Interest on drawing is income for the concern and interest on capital is expense.
4.2 Trading or Operating Profit
- Actually profit is a very vague term. Because profit can have or rather should have different components depending upon the purpose for which we need that information.
- Like trading account gives us the gross margin i.e. the difference between selling price and the cost of Goods purchased/manufactured, it does not have effect of further administrative and selling expenses.
- The get net profit when we have adjusted all administrative expenses, selling expenses, financial expenses, other incomes, abnormal profit/loss etc.
- But if we want to know trading/operating profit (i.e. the result of the operating activity) then from gross profit we will deduct administrative and selling expenses only.
- The financial expenses, income tax, other incomes like investment income, profit/loss on sale of fixed assets/investments will not be considered while ascertaining trading/operating profit. Trading/operating profit can be before depreciation or after depreciation.
- After adjusting the above items what we get is the net profit.
- Similarly we have other terms like normal profit, profit before tax, profit after tax, etc.
4.3 Contingent Liability and Other Liabilities
- Liability is defined as the financial obligation of an enterprise other than owners’ fund.
- They may be classified into current liabilities and long-term liabilities.
- Creditors, bills payable and outstanding expenses are examples of current liabilities whereas debentures and term loans from banks and financial institutions are examples of long-term liabilities.
- Guidance Note on Terms Used in Financial Statements defines contingent liability as “an obligation relating to an existing condition or situation which may arise in future depending on the occurrence or non-occurrence of one or more uncertain future events”.
- Contingent liability may be in respect of bills discounted, pending suits etc.
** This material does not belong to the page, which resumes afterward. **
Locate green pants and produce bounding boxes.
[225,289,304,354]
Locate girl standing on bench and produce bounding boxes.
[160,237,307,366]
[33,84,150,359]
- Thus it is not an actual liability and as such it is not recorded in account books and hence does not appear in the balance sheet.
- It is simply mentioned (disclosed) by way of foot note to the balance sheet.
4.4 Funds
As per Schedule III fund word should be used only when such reserve is specifically represented by earmarked investment.
Although in exam problems this restriction is not strictly followed & the words Reserve & Fund & the word Reserves & Provisions are interchangeably used.
4.5 Current Assets
- Current Assets are the assets which in the normal course of business are used or realized within an accounting year.
- Example: Stock/Inventory, Debtors/Receivables, Prepaid/Advances, Cash Bank etc.
4.6 Current Liabilities
- Current Liabilities are the liabilities which in the normal course of business are paid/settled within an accounting year.
- Example: Creditor, Payables/Outstandings, Provisions etc.
4.7 Working Capital
- Current Assets (-) Current Liability is known as working capital.
4.8 Long-term Liability
- Long-term liabilities are liabilities which are due/payable beyond one year.
- Example: Loans, Debentures etc.
4.9 Fixed Assets
- Fixed Assets are assets held for use in the business or for giving on rent etc.